Ele estava disposto a falar e ela não sabia por quanto tempo aquela disposição duraria. Resolveu testar aqueles limites, mais um pouco. "Então, você está dizendo que ela é rainha porque é a bruxa mais poderosa e não, porque tem direito ao trono?"

Ele hesitou. Pareceu a pergunta errada a se fazer.

"Aquela garota não é uma ladra." Ela desejou que pudesse voltar atrás na pergunta que havia feito. Ele ainda parecia indiferente.

"Como assim?" Disse a primeira coisa que veio à cabeça.

"Fui informado de que foi até as masmorras antes de vir." Mesmo ela olhando para o caminho à frente, sentiu o capitão analisando-a, para ver como estava reagindo àquela conversa.
Ainda olhava para ela quando continuou, "Vi como vocês duas pareciam... íntimas. Ela não é só uma ladra, parece ser uma pessoa importante para você."

Alina tomava muito cuidado com cada músculo facial que movia. Mostrar uma reação diante daquelas informações era o mesmo que lhe dar uma lista com todos os pontos fracos dela.

Se voltou para olhá-lo bem nos olhos antes de confrontá-lo, "É por isso que está sendo bonzinho comigo hoje, capitão?" E sustentou o olhar dele.

Ele desviou o olhar primeiro, antes de dizer em um tom mais baixo, "Algumas pessoas podem ser a nossa maior fraqueza enquanto estiverem vivas, Caçadora." Aquilo parecia... Tristeza? Como ela não respondeu, continuou, "Foi burrice, levá-la para as masmorras da rainha."

"Por quê?"

"Ela pode usá-la para controlar você."

Indiferente, Alina declarou, "Aquela garota nas masmorras, é apenas uma ladra amaldiçoada para ela. Não tem nada a ver comigo."

"Ela pode vir saber. É uma questão de quando." Ele avisou. Os pêlos de sua nuca se arrepiaram. Alina não pensou direito ao sair do reino deixando Tam nas masmorras, bem debaixo do nariz do inimigo. Deveria ter pensado em outro modo de mantê-la segura.

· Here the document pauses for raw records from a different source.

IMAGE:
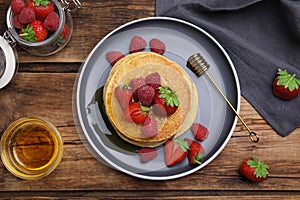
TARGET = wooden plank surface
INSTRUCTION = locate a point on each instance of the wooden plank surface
(43, 87)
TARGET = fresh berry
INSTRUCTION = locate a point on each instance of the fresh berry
(34, 32)
(137, 44)
(145, 95)
(17, 6)
(41, 8)
(149, 128)
(51, 22)
(285, 85)
(146, 154)
(254, 170)
(137, 82)
(165, 102)
(153, 79)
(114, 56)
(17, 23)
(136, 113)
(65, 32)
(175, 151)
(157, 46)
(27, 15)
(196, 152)
(123, 95)
(200, 132)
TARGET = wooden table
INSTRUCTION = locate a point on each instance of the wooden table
(43, 87)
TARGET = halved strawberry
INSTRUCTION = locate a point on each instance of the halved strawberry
(135, 113)
(196, 152)
(165, 102)
(175, 151)
(123, 95)
(285, 85)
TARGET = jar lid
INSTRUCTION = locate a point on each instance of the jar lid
(8, 63)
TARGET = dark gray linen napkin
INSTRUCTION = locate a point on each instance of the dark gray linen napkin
(260, 36)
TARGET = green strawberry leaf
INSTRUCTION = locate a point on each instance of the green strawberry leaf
(261, 169)
(41, 2)
(182, 144)
(28, 34)
(287, 80)
(169, 95)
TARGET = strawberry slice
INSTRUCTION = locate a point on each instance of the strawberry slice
(175, 151)
(196, 152)
(285, 85)
(146, 154)
(136, 113)
(123, 95)
(200, 132)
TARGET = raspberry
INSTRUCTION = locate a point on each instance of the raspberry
(137, 44)
(157, 46)
(145, 94)
(200, 132)
(51, 23)
(114, 56)
(27, 15)
(17, 6)
(17, 23)
(150, 128)
(137, 82)
(147, 154)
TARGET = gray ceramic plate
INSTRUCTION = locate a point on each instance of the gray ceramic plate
(182, 40)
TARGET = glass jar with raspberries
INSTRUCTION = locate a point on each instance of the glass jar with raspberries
(41, 27)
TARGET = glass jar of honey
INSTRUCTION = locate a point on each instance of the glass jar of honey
(31, 148)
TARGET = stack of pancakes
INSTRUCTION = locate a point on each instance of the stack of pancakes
(172, 75)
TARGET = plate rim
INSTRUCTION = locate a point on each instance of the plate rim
(107, 160)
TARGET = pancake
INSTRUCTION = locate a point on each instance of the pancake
(172, 75)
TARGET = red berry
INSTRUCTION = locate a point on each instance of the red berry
(17, 6)
(150, 127)
(145, 95)
(17, 23)
(27, 15)
(146, 154)
(113, 57)
(200, 132)
(157, 46)
(254, 170)
(41, 8)
(51, 22)
(137, 44)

Frustrada consigo, começou a cuspir baboseiras sobre orgulho. "Não preciso que ela me controle. Estou aqui porque quero ser associada à ela. Quero ser, A caçadora da rainha." Falou quase que com a mesma entonação que a rainha havia usado. Como se fosse algo maravilhoso. "É um prazer estar aqui e sujar as minhas mãos por ela, capitão." Seria algo que um caçador desesperado por fama e naturalmente egoísta, falaria. Então estava no caminho certo.

O capitão pareceu engolir aquelas palavras como mel. Exibia um sorrisinho em seu rosto ridiculamente bonito.